Artinya: “Dan dari Sayyidina Ali Karramahullahu wajhahu, beliau berkata: Aku katakana, Ya Rasulallah, manakah jalan/tarekat yang sedekat-dekatnya kepada Allah dan semudah-mudahnya atas hamba Allah dan semulia-mulianya di sisi Allah? Maka sabda Rasulullah, ya Ali, penting atas kamu berkekalan/senantiasa berzikir kepada Allah. Maka berkatalah Ali, tiap orang berzikir kepada Allah.
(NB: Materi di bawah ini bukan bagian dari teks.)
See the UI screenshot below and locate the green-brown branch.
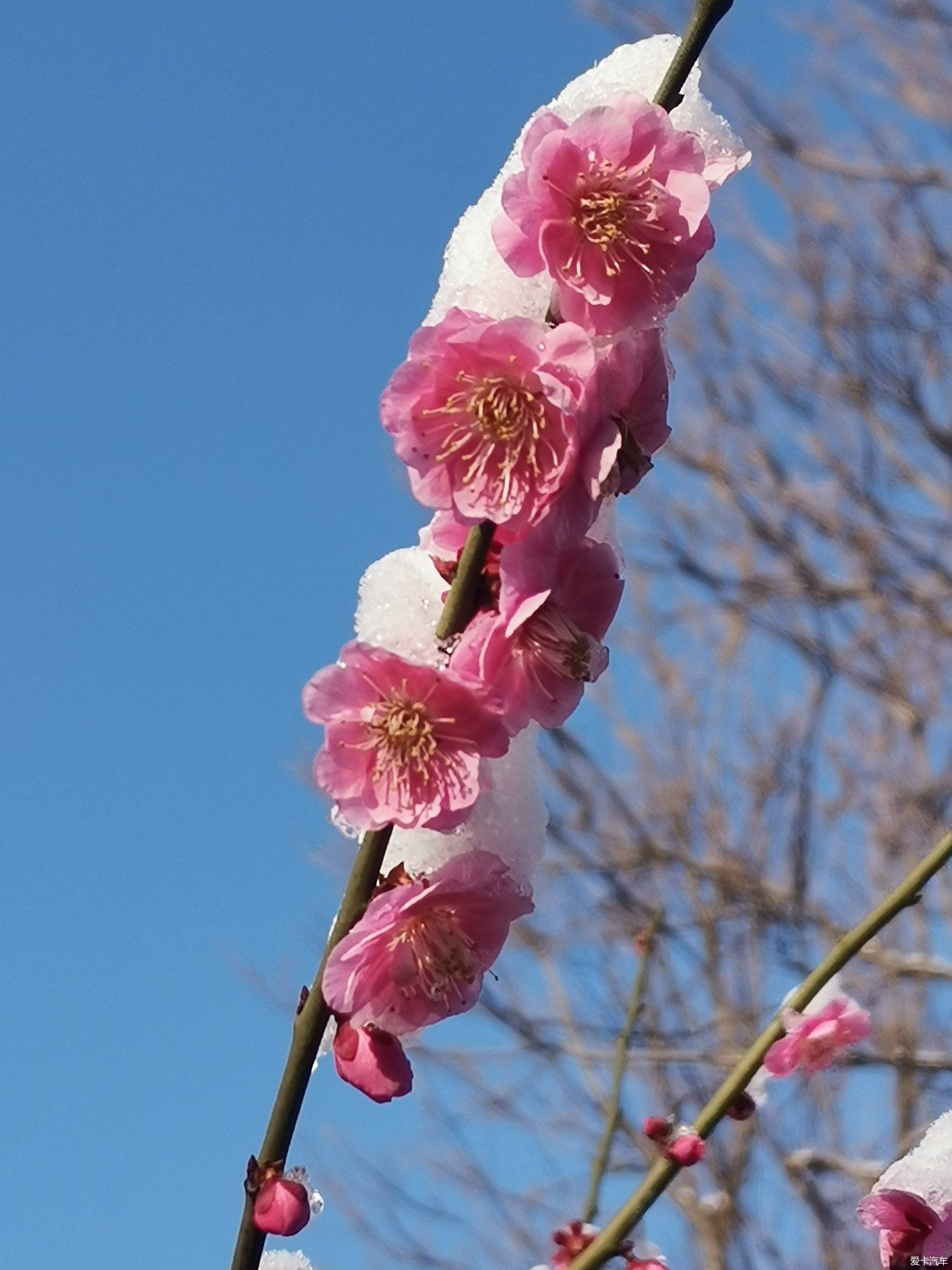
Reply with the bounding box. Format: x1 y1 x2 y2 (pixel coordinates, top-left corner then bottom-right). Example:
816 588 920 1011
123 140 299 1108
581 913 661 1222
231 522 495 1270
571 832 952 1270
Maka Rasulullah bersabda: Ya Ali, tidak akan terjadi kiamat sehingga tiada tinggal lagi atas permukaan bumi ini, orang-orang yang mengucapkan Allah, Allah, maka sahut Ali kepada Rasulullah, bagaimana caranya aku berzikir ya Rasulullah? Maka Rasulullah bersabda: coba pejamkan kedua matamu dan rapatkan/katubkanlah kedua bibirmu dan naikkanlah lidahmu ke atas dan berkatalah engkau, Allah-Allah.

Lidah Ali telah tertungkat ke atas, tentulah lisannya tidak dapat menyebut Allah, Allah. Maka pada saat itu juga Ali ibn Abi Thalib mengalami fana fillah. Setelah Ali sadar, maka Nabi bertanya kepada Ali mengenai perjumpaannya dengan Allah, maka Ali berkata :

رَأَيْتُ رَبِّى بِعَيْنِ قَلْبِى, فَقُلْتُ لاَشَكَّ أَنْتَ أَنْتَ اللهُ

“Kulihat Tuhanku dengan mata hatiku dan akupun berkata: tidak aku ragu, engkau, engkaulah Allah”.
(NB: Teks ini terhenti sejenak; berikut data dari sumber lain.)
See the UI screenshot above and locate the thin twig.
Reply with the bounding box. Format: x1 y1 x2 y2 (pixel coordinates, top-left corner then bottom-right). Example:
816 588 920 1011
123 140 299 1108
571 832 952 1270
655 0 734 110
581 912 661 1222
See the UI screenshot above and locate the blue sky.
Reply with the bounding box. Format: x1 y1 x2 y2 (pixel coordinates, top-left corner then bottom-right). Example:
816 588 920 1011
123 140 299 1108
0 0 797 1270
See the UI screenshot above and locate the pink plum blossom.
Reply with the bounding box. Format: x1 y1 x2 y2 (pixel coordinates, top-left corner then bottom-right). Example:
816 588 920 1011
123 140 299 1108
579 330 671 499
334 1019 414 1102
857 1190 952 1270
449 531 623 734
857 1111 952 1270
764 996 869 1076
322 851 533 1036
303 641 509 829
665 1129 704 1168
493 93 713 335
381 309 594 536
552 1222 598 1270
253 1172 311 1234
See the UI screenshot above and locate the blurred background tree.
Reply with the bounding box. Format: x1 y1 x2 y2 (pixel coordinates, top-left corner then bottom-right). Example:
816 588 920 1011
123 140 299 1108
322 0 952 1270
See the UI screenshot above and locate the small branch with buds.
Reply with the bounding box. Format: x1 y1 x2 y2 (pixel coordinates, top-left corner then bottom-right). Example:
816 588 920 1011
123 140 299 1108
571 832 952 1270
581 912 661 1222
      Setelah Ali menceritakan perjumpaannya dengan Allah, maka kemudian Nabi membawa Ali di hadapan para umat dan berkata :

اَنَا مَدِيْنَةُ الْعِلْمِ وَعَلِى بَابُهَا

“Aku adalah gudangnya ilmu dan Ali adalah pintunya”.
            
Dari beberapa Hadis di atas mengindikasikan bahwa Ali ibn Abi Thalib adalah sahabat Nabi dan sekaligus sahabat yang diberi izin untuk mengajarkan Ilmu Tarekat ini dengan gelar “Karamullah Wajhahu” (karam/fana memandang wajah Allah) yaitu suatu gelar yang hanya diberikan kepada Ali ibn Abi Thalib karena ia telah karam/fana dalam memandang wajah Allah. 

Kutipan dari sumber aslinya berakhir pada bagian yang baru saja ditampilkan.